Les généticiens travaillant avec des mouches des fruits savent bien que les souches de laboratoire sont beaucoup moins actives que leurs cousines sauvages. Attraper une mouche échappée qui a été élevée en laboratoire demande relativement peu d’habileté par rapport à la capture de mouches bourdonnant autour d’un verre de Cabernet Sauvignon.

“Quiconque a travaillé avec des mouches de laboratoire sait que si l’une d’elles s’échappe du flacon, il est très facile de l’attraper, il suffit de lui taper sur la tête et elle tombe”, explique Rob Kulathinal, généticien de l’évolution à l’université Temple de Philadelphie.

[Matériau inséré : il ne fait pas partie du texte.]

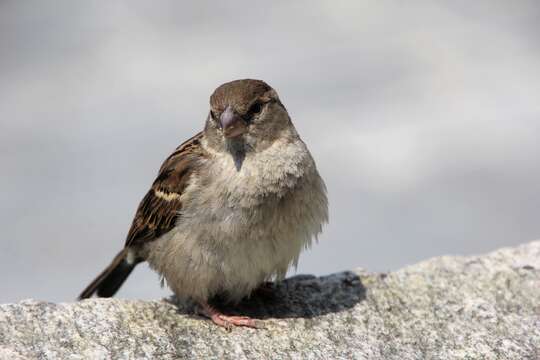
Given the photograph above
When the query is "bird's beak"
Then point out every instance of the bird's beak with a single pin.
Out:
(232, 124)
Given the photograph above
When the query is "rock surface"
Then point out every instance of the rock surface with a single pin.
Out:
(485, 307)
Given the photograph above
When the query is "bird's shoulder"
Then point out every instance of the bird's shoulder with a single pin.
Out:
(159, 209)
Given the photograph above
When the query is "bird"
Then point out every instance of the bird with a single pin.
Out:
(231, 208)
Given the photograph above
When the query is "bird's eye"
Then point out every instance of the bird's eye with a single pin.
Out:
(255, 108)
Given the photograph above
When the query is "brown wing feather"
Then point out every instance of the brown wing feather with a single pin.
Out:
(158, 211)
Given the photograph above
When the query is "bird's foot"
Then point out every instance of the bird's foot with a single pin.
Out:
(227, 321)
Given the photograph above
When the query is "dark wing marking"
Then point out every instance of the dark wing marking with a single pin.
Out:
(158, 211)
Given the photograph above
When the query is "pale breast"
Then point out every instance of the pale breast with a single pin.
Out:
(241, 226)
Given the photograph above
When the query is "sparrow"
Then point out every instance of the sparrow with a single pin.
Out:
(230, 209)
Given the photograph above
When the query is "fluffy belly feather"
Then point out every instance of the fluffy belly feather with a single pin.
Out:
(256, 237)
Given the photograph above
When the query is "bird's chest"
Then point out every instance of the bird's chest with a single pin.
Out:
(242, 201)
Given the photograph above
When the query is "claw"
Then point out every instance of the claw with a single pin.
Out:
(228, 321)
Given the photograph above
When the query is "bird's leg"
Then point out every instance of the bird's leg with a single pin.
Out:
(226, 321)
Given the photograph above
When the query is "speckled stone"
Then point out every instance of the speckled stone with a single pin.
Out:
(485, 307)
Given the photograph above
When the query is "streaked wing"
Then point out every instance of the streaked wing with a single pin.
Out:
(159, 209)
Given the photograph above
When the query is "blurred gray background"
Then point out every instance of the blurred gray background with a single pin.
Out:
(424, 119)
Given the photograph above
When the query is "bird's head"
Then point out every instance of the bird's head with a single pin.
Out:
(246, 113)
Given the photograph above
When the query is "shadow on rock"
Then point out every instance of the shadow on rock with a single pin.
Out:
(301, 296)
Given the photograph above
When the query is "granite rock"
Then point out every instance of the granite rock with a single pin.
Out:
(481, 307)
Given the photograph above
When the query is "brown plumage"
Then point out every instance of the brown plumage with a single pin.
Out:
(159, 209)
(230, 208)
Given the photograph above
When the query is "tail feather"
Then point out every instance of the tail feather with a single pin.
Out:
(107, 283)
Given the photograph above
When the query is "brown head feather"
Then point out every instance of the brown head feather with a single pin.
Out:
(238, 93)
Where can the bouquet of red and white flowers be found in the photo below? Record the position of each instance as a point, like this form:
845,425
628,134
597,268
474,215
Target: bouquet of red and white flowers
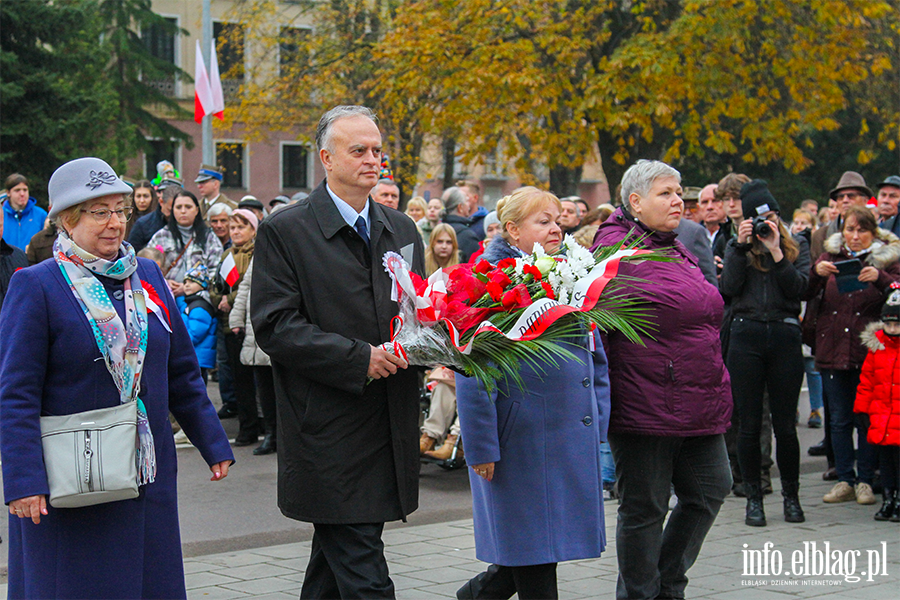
486,320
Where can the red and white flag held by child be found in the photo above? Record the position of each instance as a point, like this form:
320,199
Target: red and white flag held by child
228,270
208,96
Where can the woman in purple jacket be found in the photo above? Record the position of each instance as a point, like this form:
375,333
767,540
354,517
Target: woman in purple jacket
671,398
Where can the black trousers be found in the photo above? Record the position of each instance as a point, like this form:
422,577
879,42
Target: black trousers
766,355
531,582
265,388
347,563
244,388
890,466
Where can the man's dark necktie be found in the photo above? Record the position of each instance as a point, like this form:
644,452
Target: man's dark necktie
362,230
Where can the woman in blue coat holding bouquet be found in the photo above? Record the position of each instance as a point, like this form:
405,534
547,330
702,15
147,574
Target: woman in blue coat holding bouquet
535,449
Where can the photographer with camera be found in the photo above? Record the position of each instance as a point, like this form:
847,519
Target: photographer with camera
765,273
859,262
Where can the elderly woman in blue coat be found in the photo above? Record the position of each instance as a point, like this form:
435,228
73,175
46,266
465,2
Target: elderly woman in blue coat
94,328
536,489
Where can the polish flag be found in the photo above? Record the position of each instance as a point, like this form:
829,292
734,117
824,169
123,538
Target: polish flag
208,97
228,270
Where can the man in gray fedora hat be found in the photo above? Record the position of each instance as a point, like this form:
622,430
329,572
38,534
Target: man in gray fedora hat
888,199
851,190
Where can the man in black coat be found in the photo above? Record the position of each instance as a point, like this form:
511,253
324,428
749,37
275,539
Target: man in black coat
347,411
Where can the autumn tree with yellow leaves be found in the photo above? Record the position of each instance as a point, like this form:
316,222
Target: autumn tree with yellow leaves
548,86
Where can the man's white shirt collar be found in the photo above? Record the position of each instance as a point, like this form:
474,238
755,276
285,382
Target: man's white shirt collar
348,212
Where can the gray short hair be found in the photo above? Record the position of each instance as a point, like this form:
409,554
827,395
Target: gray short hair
217,209
453,197
326,123
639,178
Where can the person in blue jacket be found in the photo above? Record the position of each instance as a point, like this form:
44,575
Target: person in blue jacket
199,316
535,451
93,328
22,217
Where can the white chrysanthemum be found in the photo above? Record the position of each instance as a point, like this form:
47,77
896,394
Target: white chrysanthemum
520,265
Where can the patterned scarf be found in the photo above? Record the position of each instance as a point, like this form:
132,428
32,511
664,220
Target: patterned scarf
123,346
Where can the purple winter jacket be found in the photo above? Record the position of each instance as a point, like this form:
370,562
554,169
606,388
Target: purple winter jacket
677,384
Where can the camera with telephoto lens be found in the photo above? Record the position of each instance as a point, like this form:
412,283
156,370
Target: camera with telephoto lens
761,229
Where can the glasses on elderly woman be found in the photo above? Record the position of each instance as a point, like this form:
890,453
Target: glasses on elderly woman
103,215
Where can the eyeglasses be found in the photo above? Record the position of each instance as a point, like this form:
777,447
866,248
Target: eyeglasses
103,215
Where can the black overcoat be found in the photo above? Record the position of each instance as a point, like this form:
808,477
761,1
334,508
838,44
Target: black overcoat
347,449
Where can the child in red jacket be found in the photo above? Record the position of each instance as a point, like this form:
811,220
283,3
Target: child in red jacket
878,397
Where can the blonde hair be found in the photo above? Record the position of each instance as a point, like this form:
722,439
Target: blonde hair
522,203
417,201
431,263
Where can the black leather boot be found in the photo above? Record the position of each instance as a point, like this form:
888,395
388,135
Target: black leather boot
887,509
756,514
267,447
792,511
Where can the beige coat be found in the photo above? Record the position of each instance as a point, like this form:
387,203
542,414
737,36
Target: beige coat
239,318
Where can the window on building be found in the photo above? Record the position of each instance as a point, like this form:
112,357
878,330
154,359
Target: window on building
230,156
160,40
230,52
161,150
292,49
294,166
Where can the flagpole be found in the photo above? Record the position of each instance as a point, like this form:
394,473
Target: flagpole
209,152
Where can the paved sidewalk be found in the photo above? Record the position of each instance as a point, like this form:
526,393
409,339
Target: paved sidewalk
432,561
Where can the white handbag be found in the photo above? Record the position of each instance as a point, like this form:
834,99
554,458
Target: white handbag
91,457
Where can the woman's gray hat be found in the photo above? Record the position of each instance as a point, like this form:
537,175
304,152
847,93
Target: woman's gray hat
81,180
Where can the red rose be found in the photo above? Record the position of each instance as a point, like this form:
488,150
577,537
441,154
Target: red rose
533,271
516,298
500,278
495,290
464,317
548,290
506,263
464,285
483,266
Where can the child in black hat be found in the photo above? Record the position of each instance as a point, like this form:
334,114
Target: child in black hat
877,398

Pour savoir s’il y avait autre chose, Rob Kulathinal a comparé les génomes de drosophiles sauvages et de mouches de laboratoire. Il a non seulement confirmé que les souches de laboratoire sont nettement moins actives et moins interactives avec les autres mouches que leurs cousines sauvages, mais il a également trouvé des preuves qu’au cours des 50 à 100 dernières années, les mouches vivant en laboratoire ont subi des changements évolutifs rapides.

Plutôt que de constater des changements dans un ou deux gènes seulement, Kulathinal a trouvé des changements dans tout un ensemble de gènes, en particulier ceux impliqués dans la formation de nouveaux neurones dans le cerveau. Ces changements pourraient expliquer en partie le comportement différent des mouches de laboratoire.

“Des mouches… stupides”

Nous ne savons pas pourquoi cela s’est produit, mais Kulathinal a une théorie intéressante.

“Dans les laboratoires de recherche, vous devez transférer vos mouches dans un récipient différent toutes les deux semaines. Lorsque vous retournez les mouches, les plus rapides s’échappent et les plus stupides restent. Ainsi, au fil des générations, vous finissez par sélectionner des mouches lentes et stupides par opposition aux plus rapides qui peuvent s’échapper.”

Qu’est-ce qui unit donc le chien, le poulet, le renard, la souris et la mouche ? Qu’ils l’aient choisi ou non, tous sont devenus inextricablement liés à l’homme. En partageant nos vies et en récupérant nos restes, chacune de ces espèces a dû surmonter une peur de l’homme pour survivre.

“Quand on pense aux phases initiales de la domestication qui remontent à des milliers d’années, la première étape absolue a dû être la réduction de la peur de l’homme, car les animaux craintifs ne peuvent pas prospérer et se reproduire”, explique Per Jenson.

Ce que nos ancêtres chasseurs-cueilleurs ne pouvaient pas savoir, c’est qu’une foule d’autres changements allaient se greffer gratuitement sur cette “apprivoisement”.